The rocket framework appealed to me because it offered a similar semantic to flask for python. It comes with several options for templating and state (aka database) integrations. I had picked tera templates, as they are near identical to jinja2 templates that are used all over python application (i.e. in pelican, ansible, flask, ...) and diesel for accessing an sqlite database. The rocket framework was already at version 0.4 when I started out with the project in 2020. It used a synchronous version of hyper, a low-level HTTP library to provide a multi-threaded HTTP server. It lets you compile the entire application into a single statically linked binary, excellent to run in a small "FROM scratch" container image.

In June 2021, the rocket 0.5 release candidate got published, and over the quieter days end of 2021 / beginning of 2022, I dug into upgrading the app. Let's start with the best bits about this process and the end result:
- I didn't need to do any changes to the templates, the CSS, the database structures or queries. The rocket routing mechanism worked the same way as before.
- rocket 0.5 is now compiling on a stable rust compiler, where 0.4 required the use of the nightly compiler (meaning it used some unstable language features). It got rewritten to use asynchronous functions, which allows it to use the latest hyper library which leverages that mechanism on top of a multi-threaded runtime provided by tokio, an implementation of the green threads concept in Rust.

For this particular application, the average latency was reduced from 67ms to 60ms (as monitored by a zabbix proxy running an a host attached to the same subnet) and the daily cronjob duration got reduced from 52s, using multi-threading, to 22s, using async and the tokio runtime (the earliest, fully linear, implementation of that task took 20 minutes).

While I am happy with these clear improvements, they did come at some cost:
- In the end I spent about 7 workdays on this upgrade, spread over 2 weekends and several evenings - git tells me that this consisted of 6188 additions and 4231 deletions, including all the license changes.
- The switch to async/await in both rocket and hyper required that many formerly synchronous functions had to be made async as well, as they now needed to call async functions themselves.
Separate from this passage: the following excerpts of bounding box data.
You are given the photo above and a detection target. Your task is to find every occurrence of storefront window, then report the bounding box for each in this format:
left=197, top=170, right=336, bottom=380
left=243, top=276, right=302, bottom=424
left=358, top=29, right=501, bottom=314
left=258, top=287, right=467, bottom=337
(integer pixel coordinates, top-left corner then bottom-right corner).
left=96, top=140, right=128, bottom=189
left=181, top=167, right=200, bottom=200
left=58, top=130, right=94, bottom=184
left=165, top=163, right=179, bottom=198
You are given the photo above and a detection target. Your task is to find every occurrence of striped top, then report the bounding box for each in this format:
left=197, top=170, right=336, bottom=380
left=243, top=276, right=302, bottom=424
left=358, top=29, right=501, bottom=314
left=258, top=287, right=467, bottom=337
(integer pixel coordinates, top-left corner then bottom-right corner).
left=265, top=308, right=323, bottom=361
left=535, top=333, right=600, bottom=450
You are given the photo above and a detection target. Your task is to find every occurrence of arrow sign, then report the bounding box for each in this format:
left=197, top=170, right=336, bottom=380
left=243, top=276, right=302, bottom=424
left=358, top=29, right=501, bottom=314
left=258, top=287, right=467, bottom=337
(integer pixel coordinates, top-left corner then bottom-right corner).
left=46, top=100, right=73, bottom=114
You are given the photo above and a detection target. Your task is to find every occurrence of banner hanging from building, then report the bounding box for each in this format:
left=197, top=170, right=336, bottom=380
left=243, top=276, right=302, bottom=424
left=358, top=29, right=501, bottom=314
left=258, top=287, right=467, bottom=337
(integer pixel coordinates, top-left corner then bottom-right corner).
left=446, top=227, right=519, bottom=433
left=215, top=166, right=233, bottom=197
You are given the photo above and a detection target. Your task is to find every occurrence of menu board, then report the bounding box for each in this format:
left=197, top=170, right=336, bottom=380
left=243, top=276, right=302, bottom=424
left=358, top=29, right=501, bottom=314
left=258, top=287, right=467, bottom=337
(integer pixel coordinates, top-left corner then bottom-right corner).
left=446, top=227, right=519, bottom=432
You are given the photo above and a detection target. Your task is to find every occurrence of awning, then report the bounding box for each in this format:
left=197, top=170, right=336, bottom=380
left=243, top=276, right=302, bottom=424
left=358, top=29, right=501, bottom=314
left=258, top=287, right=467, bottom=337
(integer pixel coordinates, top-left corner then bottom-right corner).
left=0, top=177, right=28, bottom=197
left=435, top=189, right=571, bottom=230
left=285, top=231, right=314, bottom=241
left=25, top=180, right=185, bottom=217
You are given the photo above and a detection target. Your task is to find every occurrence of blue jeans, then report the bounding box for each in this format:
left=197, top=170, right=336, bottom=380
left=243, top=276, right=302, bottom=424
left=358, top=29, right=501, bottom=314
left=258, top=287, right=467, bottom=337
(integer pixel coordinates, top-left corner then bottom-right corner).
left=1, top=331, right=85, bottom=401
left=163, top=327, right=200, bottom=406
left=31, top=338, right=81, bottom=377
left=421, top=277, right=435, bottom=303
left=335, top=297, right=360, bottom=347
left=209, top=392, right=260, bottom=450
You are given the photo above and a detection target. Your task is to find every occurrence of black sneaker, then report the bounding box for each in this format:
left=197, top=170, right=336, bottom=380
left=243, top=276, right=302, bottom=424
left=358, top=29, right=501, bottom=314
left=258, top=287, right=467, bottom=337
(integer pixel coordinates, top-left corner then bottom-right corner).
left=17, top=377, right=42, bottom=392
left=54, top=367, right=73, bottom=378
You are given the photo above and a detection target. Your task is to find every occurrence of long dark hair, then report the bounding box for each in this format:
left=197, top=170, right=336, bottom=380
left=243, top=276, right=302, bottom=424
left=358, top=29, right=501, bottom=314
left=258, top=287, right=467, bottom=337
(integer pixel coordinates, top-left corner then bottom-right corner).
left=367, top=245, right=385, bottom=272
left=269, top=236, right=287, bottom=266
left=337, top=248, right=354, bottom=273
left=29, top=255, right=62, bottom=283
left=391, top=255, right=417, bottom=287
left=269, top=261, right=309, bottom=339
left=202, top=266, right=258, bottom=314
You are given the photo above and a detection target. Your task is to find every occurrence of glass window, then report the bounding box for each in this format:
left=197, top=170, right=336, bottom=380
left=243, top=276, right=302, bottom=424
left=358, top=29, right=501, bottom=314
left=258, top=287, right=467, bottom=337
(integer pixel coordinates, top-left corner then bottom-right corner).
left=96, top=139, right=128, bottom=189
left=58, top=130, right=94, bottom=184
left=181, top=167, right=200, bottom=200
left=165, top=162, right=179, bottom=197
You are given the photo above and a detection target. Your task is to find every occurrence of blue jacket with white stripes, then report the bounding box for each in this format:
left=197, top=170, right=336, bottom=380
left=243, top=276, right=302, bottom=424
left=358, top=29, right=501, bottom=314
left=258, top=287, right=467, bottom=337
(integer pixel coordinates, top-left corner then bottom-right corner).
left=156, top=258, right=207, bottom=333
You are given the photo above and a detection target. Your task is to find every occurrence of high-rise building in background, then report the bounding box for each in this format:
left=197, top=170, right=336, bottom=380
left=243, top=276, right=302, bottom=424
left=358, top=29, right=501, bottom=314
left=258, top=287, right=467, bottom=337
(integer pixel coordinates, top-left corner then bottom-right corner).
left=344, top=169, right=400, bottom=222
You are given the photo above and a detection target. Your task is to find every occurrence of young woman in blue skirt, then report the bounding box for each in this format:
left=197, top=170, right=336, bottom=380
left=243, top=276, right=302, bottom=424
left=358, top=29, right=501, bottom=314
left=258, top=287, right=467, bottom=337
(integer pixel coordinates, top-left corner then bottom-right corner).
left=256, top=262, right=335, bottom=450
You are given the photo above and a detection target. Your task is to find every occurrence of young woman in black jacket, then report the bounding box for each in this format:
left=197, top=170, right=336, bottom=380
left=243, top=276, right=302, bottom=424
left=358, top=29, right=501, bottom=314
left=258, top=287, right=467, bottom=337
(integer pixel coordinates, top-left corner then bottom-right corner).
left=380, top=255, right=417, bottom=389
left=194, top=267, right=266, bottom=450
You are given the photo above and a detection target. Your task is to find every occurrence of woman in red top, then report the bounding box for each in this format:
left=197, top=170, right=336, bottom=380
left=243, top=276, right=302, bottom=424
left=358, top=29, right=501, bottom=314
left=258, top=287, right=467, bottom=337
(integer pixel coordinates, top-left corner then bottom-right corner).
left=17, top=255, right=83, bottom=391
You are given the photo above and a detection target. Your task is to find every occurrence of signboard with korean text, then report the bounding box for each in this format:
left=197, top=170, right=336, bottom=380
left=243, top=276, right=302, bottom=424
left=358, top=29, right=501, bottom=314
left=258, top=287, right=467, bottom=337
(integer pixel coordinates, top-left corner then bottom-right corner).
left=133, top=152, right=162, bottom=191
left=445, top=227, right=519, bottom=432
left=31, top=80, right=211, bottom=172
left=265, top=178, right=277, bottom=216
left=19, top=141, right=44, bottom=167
Rust would offer you the block_on construct to call async functions from sync ones, but that conflicts with the tokio runtime and causes it to fail. The same is true for spawning threads, which I had done extensively in parts of the code that run multiple HTTP(S) requests in parallel. Using tokio to let the async calls be handled automatically did pay off and is indeed faster then my manual optimizations, but the rewrite into async required pretty big code changes.
- The newer hyper version lost some features I had been relying on, like shorter connection timeouts (I replaced these with a timeout wrapper on the returned future and an ugly workaround to return an error) and IDN domain names (I now use the URL parser from servo, developed for Firefox).
- The unit tests also needed to be made async aware and tokio provides a dedicated macro for wrapping tests. Unfortunately I had to give up on one unit test that I just couldn't get to work under a tokio runtime, while the error couldn't be reproduced on the running service, either manually or scripted. It seems the tokio runtime acts differently when in a unit test, where it keeps telling me it can't launch a runtime from within a runtime. The stack traces seem to go remain outside any of my code, so doesn't even seem to enter any part of the unit test itself.
- Due to all these new and upgraded libraries the statically linked binary ended up growing (after stripping and upx-ing) from 2.16 MiB to 2.83 MiB. Sure, compared to a full PHP- or Python-stack it is still at least an order of magnitude smaller, but it's also an increase of 1/3.

I would still recommend rocket to anyone familiar with flask. Creating dynamic web pages or APIs is very straight forward to do. The issues I encountered with the switch to async would not apply to new projects anyway. For existing rocket v0.4 applications, the upgrade is worthwhile if you can use the extra performance or aren't doing weird multi-threaded things in the background, like me. None of the core rocket features broke, only the database abstraction required modest changes. My struggle was mostly with the use of hyper as a client.

For the database side, diesel isn't quite as elegant as ORMs in other languages. It makes it simple to retrieve (lists of) elements from a table and do simple joins. For more complex things you can fall back to writing manual SQL queries and mapping the result onto your structs for convenience (you can mark properties that aren't tied to specific table columns, so you can populate them from calculations on joined tables or such). The database migration mechanism also requires the use of plain SQL.